If the film, which was reportedly shot starting in September of 2015, follows Eggers' well-received 2013 novel, it tells the tale of Mae Holland (Watson), a recent college graduate who lands a job at a tech monopoly that's swallowed the likes of Facebook and Google and juuuust might be terrible and evil and all that. Other cast members include Patton Oswalt and John Boyega, and contains one of the last performances of the late, great Bill Paxton. The full trailer for the film dropped in February, with a reminder that the release date is April 28.
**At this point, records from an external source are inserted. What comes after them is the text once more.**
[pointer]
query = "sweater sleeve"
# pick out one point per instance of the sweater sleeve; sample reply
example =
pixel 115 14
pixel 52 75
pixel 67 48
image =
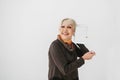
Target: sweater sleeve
pixel 60 60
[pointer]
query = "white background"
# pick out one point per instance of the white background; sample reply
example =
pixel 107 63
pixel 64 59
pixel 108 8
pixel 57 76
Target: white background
pixel 27 27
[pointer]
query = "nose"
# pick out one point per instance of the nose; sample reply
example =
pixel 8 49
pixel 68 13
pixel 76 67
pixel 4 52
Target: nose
pixel 65 29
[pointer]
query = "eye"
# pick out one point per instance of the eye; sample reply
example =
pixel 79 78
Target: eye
pixel 69 27
pixel 62 26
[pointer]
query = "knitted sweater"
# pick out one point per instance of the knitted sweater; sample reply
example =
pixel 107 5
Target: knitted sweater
pixel 63 62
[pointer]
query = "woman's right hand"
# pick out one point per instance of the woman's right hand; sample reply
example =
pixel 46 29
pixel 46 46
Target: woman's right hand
pixel 88 55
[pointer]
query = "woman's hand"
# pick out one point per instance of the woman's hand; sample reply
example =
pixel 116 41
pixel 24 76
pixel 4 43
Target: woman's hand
pixel 88 55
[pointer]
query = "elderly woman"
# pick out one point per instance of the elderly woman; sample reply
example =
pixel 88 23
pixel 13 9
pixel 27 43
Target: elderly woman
pixel 64 53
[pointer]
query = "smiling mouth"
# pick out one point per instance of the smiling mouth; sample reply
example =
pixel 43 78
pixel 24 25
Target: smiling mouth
pixel 65 34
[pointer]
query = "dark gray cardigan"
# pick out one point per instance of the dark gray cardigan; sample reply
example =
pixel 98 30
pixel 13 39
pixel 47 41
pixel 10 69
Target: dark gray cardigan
pixel 63 62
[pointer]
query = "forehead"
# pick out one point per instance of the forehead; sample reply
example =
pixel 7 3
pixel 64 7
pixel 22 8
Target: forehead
pixel 67 22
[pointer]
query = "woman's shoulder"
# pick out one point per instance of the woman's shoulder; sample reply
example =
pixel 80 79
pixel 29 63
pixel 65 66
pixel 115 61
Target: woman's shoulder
pixel 55 42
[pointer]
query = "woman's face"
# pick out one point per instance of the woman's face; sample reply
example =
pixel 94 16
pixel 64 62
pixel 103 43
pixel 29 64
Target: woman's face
pixel 67 30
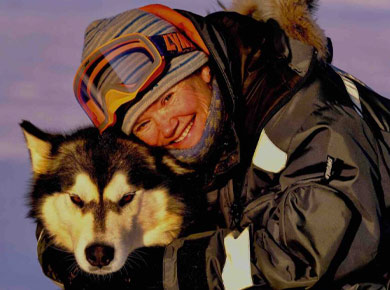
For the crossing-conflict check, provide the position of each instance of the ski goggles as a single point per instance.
(117, 72)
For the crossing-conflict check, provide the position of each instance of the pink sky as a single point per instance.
(40, 51)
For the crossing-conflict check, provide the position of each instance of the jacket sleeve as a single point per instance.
(320, 223)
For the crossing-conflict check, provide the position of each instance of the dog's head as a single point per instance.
(101, 197)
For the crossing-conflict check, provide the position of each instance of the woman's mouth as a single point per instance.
(185, 132)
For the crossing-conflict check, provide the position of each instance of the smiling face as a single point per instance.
(177, 119)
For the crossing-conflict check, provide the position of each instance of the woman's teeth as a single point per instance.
(185, 133)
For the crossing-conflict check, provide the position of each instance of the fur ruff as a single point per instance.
(294, 16)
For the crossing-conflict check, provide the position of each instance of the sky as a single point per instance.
(40, 50)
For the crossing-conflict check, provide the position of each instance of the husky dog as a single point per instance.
(100, 197)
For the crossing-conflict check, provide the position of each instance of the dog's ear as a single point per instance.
(38, 145)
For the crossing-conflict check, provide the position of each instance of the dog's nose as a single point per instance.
(99, 255)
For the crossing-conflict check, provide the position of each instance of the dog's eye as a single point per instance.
(127, 198)
(76, 200)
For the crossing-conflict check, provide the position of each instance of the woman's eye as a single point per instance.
(127, 198)
(76, 200)
(141, 126)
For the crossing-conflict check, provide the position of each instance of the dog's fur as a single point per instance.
(111, 191)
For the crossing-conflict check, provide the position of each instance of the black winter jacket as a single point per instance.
(313, 176)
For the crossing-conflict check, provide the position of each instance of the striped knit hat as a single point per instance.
(101, 31)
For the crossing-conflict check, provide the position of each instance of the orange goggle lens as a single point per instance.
(115, 73)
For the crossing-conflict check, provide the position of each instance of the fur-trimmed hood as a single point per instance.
(294, 16)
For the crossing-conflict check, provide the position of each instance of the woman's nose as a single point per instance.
(168, 125)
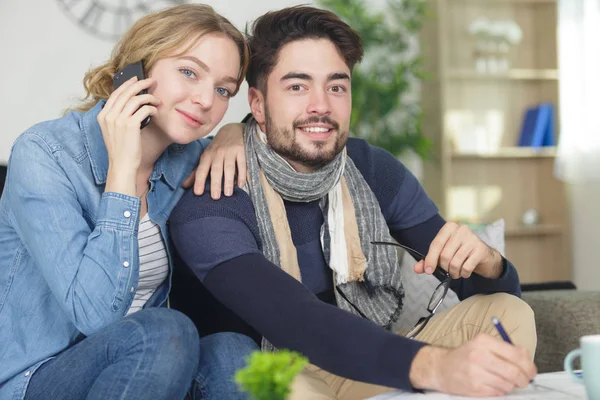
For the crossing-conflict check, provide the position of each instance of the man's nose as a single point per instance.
(319, 103)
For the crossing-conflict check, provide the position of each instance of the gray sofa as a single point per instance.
(562, 317)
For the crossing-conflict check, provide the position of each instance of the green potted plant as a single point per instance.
(268, 376)
(384, 85)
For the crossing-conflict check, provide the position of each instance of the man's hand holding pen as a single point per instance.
(485, 366)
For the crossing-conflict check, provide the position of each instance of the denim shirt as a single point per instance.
(69, 263)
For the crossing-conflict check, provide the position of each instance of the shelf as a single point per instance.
(511, 1)
(513, 74)
(536, 230)
(510, 153)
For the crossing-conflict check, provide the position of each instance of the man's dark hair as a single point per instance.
(272, 31)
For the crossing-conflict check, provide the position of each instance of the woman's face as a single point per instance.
(195, 88)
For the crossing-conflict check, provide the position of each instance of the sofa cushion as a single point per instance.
(561, 318)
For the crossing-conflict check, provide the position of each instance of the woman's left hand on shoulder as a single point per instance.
(222, 158)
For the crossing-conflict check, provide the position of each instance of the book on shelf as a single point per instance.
(537, 129)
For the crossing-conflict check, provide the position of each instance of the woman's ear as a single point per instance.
(257, 104)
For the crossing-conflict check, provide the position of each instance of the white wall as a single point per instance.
(585, 221)
(45, 54)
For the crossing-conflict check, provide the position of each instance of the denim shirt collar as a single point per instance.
(96, 149)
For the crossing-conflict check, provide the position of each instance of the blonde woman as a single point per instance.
(85, 263)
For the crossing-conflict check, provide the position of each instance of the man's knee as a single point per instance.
(517, 317)
(512, 307)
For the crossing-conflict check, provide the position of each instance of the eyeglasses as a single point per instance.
(438, 296)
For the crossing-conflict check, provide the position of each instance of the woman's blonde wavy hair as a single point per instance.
(159, 35)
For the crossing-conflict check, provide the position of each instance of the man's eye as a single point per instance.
(224, 92)
(188, 72)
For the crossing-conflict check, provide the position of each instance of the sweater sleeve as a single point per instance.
(218, 242)
(290, 316)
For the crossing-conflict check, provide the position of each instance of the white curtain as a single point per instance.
(578, 157)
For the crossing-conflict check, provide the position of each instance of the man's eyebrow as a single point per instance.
(338, 75)
(202, 65)
(301, 75)
(296, 75)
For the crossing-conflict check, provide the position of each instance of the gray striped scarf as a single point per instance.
(379, 297)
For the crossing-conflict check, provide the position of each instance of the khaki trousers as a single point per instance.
(448, 329)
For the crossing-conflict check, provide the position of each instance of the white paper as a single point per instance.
(551, 386)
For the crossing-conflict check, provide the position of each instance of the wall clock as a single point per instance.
(109, 19)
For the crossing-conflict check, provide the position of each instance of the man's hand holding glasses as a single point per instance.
(459, 251)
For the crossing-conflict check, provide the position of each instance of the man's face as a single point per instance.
(306, 112)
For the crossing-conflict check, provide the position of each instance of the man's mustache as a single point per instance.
(318, 120)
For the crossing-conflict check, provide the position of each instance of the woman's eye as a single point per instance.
(224, 92)
(188, 72)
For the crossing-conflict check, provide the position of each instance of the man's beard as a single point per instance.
(284, 142)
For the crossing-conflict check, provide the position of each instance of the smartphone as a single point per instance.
(122, 76)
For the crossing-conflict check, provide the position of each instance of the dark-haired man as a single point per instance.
(316, 200)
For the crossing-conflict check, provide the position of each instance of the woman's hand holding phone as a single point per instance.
(120, 122)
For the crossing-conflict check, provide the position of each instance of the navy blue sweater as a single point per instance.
(219, 243)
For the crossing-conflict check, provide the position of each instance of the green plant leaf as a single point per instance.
(383, 110)
(268, 376)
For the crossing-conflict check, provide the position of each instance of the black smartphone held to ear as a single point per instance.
(122, 76)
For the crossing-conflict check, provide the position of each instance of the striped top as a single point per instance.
(154, 264)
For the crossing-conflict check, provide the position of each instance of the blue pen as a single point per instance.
(504, 335)
(501, 330)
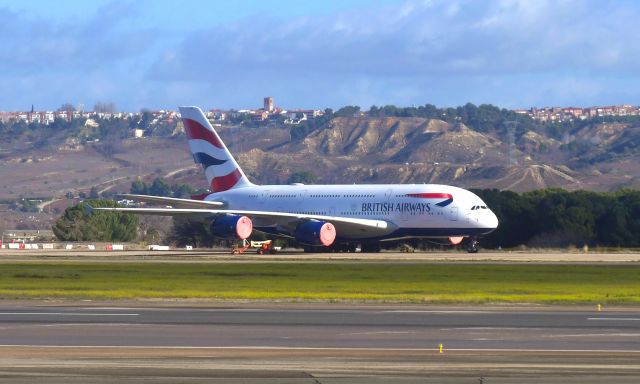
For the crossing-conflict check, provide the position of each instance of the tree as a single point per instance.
(93, 193)
(77, 223)
(160, 187)
(139, 187)
(304, 177)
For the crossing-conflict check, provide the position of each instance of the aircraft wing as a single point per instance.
(354, 227)
(172, 201)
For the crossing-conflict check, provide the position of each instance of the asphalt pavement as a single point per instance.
(317, 343)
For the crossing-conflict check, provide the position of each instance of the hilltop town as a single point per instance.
(270, 112)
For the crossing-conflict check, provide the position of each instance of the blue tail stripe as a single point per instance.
(206, 160)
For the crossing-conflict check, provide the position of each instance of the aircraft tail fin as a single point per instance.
(221, 169)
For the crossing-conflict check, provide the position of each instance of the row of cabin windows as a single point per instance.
(292, 196)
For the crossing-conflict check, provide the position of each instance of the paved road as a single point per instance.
(84, 255)
(322, 327)
(317, 344)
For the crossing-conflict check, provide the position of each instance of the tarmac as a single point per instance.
(554, 256)
(230, 342)
(305, 343)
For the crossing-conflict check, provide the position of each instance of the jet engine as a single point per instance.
(232, 226)
(315, 233)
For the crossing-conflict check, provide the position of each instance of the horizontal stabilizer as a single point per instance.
(173, 201)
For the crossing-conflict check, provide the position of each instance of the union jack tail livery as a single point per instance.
(221, 169)
(340, 217)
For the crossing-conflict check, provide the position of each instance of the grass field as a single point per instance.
(330, 281)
But don't expect a critical review, at least not a local one, to help you decide if you want to drop your Hamilton and change on the film. A rep with Allied Integrated Marketing, the PR agency responsible for arranging Bay Area advance and press viewings of movies, tells SFist that there are no plans to screen the film for the media.

Savvy movie goers know that such a decision is rarely a good sign for a film. As noted by The Bonus View after Independence Day: Resurgence (a legit stinker, I can say from bitter experience) denied itself to critics, "withholding a film from critics is considered a bad sign that the studio has lost faith in the movie and expects overwhelmingly poor reviews."

"Preventing those reviews from being published before release date is a desperate attempt to mitigate negative buzz," they write, "so that audiences won’t be scared off from seeing it."

Or, as TV Tropes puts it, "This is almost always a big warning sign about the quality of the movie," one that means "The review compilation sites also have very few reviews and can't compute a review score from it." As of publication time, for example, the Rotten Tomatoes page for The Circle reads that a Tomatometer score is not available. As critics often see films weeks (if not more) before they are released, this is a very bad sign, indeed.

The Circle's producers should know that at least one person in San Francisco will still go see their film, however: SFist's sole chronicler of The Circle (until today) and Emma Watson superfan Caleb Pershan.

When reached for comment on the breaking screening news, Pershan seemed resigned but ultimately upbeat. Acknowledging that Watson "was terrible in Beauty and the Beast, which was terrible," he says that nevertheless, "I'd watch Emma Watson take a dump."

"I'll definitely go see The Circle," Pershan said, "and the results could be similar."